La realidad o nuestra certeza sobre lo que es falso o ficticio no es un debate nuevo ni ha sido abierto con Westworld, pues esta cuestión quijotesca es la que recorre la espina vertebral de toda la filosofía y la literatura desde los griegos hasta el día en que vivimos. Observada desde diferentes encuadres, esta pregunta entronca con el origen de la empatía o el lugar que ocupa en el cerebro la conciencia, la memoria, la religión y toda la historia de la espiritualidad, así como el inacabable asunto del libre albedrío, Dios o el destino de los hombres. La buena ciencia ficción ya ha versado sobre esto en otras ocasiones: recordemos Blade Runner, BattleStar Galactica o la misma y excelente actual Black Mirror. Estamos hablando y preguntándonos constantemente sobre la naturaleza de nuestra existencia. ¿Somos fruto del azar y de la unión de unos átomos o hay detrás de nosotros un experto tejedor de historias, un creador, un tirititero que mueve nuestros hilos? Westworld es la caverna de Platón, y sus androides, análogos a nosotros al preguntarnos sobre nuestro origen y rezar a nuestros dioses, curiosos que anhelan ver la luz más allá de las cosas o del espacio conocido.

Toda la atención del argumento es una sencilla –más bien compleja– excusa para mostrarnos el peligro de ser humanos y lo lejos que pueden llegar nuestras propias creaciones.
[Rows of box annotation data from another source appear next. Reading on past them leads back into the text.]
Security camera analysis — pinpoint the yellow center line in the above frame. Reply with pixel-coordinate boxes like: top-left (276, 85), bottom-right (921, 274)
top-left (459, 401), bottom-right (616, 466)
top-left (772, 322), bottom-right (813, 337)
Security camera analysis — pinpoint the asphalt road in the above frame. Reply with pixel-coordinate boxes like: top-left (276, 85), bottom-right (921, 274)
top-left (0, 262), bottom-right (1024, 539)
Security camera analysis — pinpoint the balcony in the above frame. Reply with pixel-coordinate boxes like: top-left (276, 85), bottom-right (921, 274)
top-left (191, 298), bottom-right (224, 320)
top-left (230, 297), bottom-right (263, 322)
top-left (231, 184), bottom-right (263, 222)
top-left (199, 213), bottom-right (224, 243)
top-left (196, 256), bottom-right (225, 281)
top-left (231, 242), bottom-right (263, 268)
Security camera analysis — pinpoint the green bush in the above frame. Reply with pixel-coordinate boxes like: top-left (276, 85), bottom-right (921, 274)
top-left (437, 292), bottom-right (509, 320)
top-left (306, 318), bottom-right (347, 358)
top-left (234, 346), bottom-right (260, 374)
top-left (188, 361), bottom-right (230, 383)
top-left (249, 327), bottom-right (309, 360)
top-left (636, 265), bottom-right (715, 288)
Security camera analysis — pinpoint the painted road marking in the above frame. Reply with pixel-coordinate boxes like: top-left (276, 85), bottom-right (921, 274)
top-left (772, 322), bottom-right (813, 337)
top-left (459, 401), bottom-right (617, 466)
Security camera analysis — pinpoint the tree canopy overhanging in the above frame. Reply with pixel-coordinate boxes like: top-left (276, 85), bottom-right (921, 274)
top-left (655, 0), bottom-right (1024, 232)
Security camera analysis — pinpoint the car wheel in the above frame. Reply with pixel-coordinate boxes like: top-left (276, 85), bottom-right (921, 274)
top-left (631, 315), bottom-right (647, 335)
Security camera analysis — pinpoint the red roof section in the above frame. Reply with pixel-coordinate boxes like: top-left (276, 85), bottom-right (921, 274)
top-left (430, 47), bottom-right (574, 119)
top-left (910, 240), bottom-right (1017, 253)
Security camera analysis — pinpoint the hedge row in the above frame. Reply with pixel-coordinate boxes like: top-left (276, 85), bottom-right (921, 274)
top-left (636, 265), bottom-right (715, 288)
Ese miedo a que algo creado por nosotros mismos nos rebase y nos supere es precisamente ese conflicto entre ambos mundos y las discusiones constantes sobre «a quién pertenece» cada parcela del juego. Es el mismo debate sobre la inteligencia artificial y la robótica, sobre hasta qué punto jugar a ser dioses nos podría salir caro. Hay una pregunta ética que sobrevuela a todas estas anteriores cuestiones y que es con lo que comenzábamos este texto: ¿qué es estar vivo? ¿Somos meros receptores de órdenes, víctimas de un causa-efecto condicionados por las leyes de la física y del universo? En ese sentido, nada nos diferenciaría mucho de una máquina o un robot. ¿Qué ocurre si esta máquina acaba por tener conciencia, o sea, es capaz de escucharse a sí misma, de improvisar e innovar sus códigos, de generar sentimientos y sufrir?

Westworld, guiada magníficamente por la apoteósica y siempre certera música de Ramin Djawadi, así como por las memorables actuaciones de todos y cada unos de sus actores, además de guionizada por uno de los hermanos Nolan, se adentra sin miedo en este debate filosófico y ofrece con cada episodio unas respuestas a saborear con calma y con tiempo. Un amor no superado que nos desgarra todavía por dentro, la comezón de un sentimiento extraño que se apodera de nosotros sin ser aún conscientes de su peligro, el ansia por la libertad de penetrar a un mundo nuevo o de luchar contra los dioses que, egoístas, nos crearon para divertirse… cualquier excusa vale dentro de este parque, cualquier motivación nos conduce de lleno en este viaje a un lejano oeste donde se pone en jaque a la inteligencia. Porque en el germen de toda creación existe un miedo primigenio: que lo imaginado acabe siendo verdaderamente real, que nos supere o que incluso acabe con nosotros; que, como decía Unamuno, el Quijote llegue a tener más vida que el propio Cervantes una vez muerto.